Mit dem Begriff der Planungszelle sind heute - im Gegensatz zu vielen anderen Formen der Bürgerbeteiligung - exakt definierte Verfahrensmerkmale verbunden, die das unbeeinflusste und objektive Zustandekommen der Ergebnisse sicherstellen: Vorbereitung, Durchführung und Ergebnisauswertung des Verfahrens liegen in den Händen eines neutralen Durchführungsträgers, der die Auswahl der Bürgergutachter, die Operationalisierung des gestellten Problems im Programm, sowie die Aufbereitung und Formulierung der Ergebnisse unabhängig vom Auftraggeber vornimmt.

 

Jeweils 25 per Zufall ausgewählte Personen arbeiten als Bürgergutachter in einer sogenannten Planungszelle an einem konkreten, von einem Auftraggeber definierten Problem.

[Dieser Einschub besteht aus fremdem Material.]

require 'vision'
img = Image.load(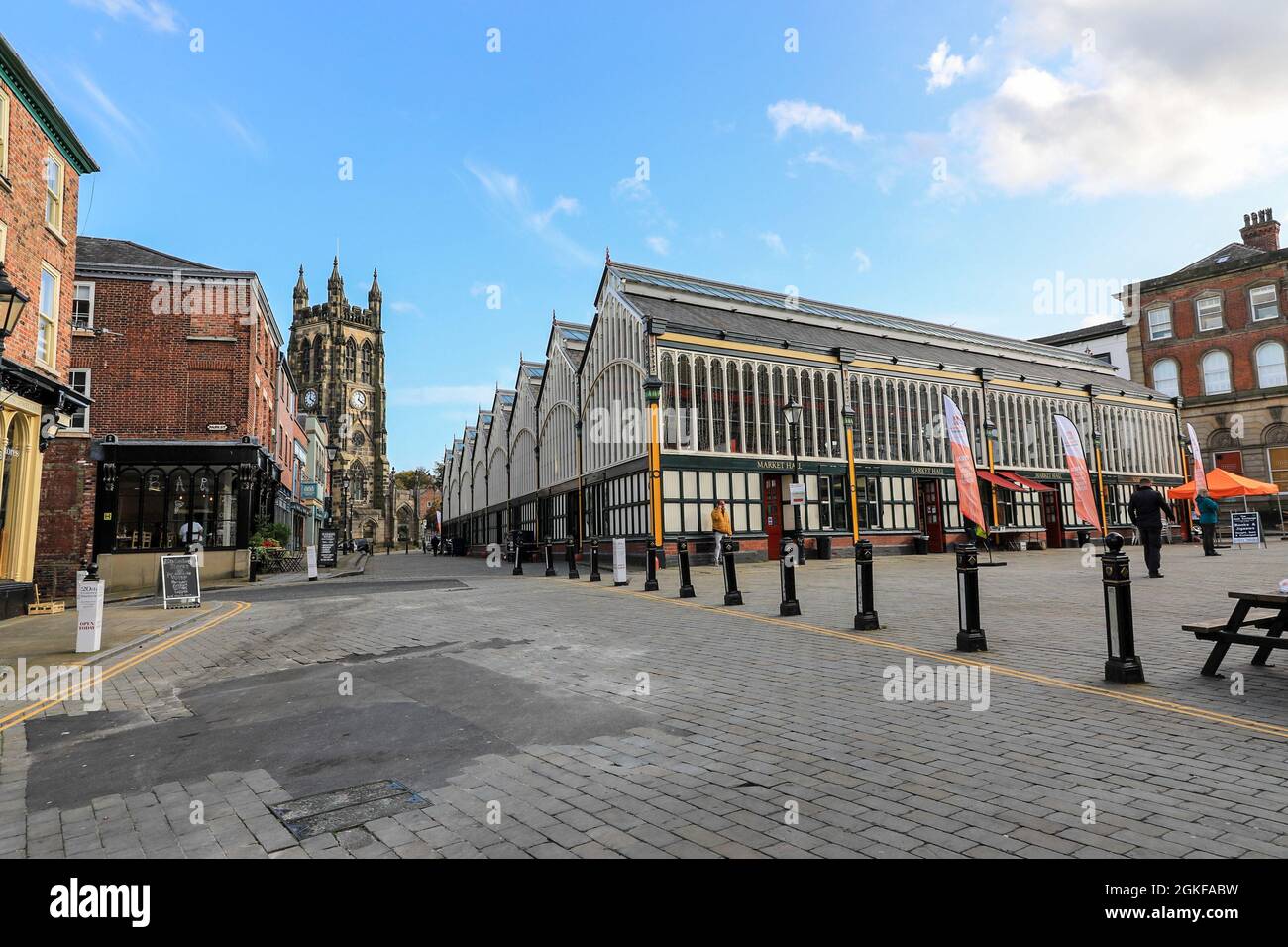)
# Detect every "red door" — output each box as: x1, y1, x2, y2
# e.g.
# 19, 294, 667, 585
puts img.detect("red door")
917, 480, 944, 553
1042, 491, 1064, 549
760, 474, 783, 559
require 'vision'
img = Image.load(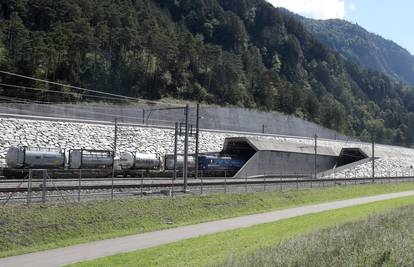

Ein Projekt umfasst mehrere Planungszellen, um die Repräsentativität der Ergebnisse zu sichern und die Entscheidungsbasis zu verbreitern. Die Bürgergutachter werden von ihren Alltagsverpflichtungen freigestellt und erhalten eine Aufwandsentschädigung. Ihre Empfehlungen werden in einem Bürgergutachten zusammengefasst.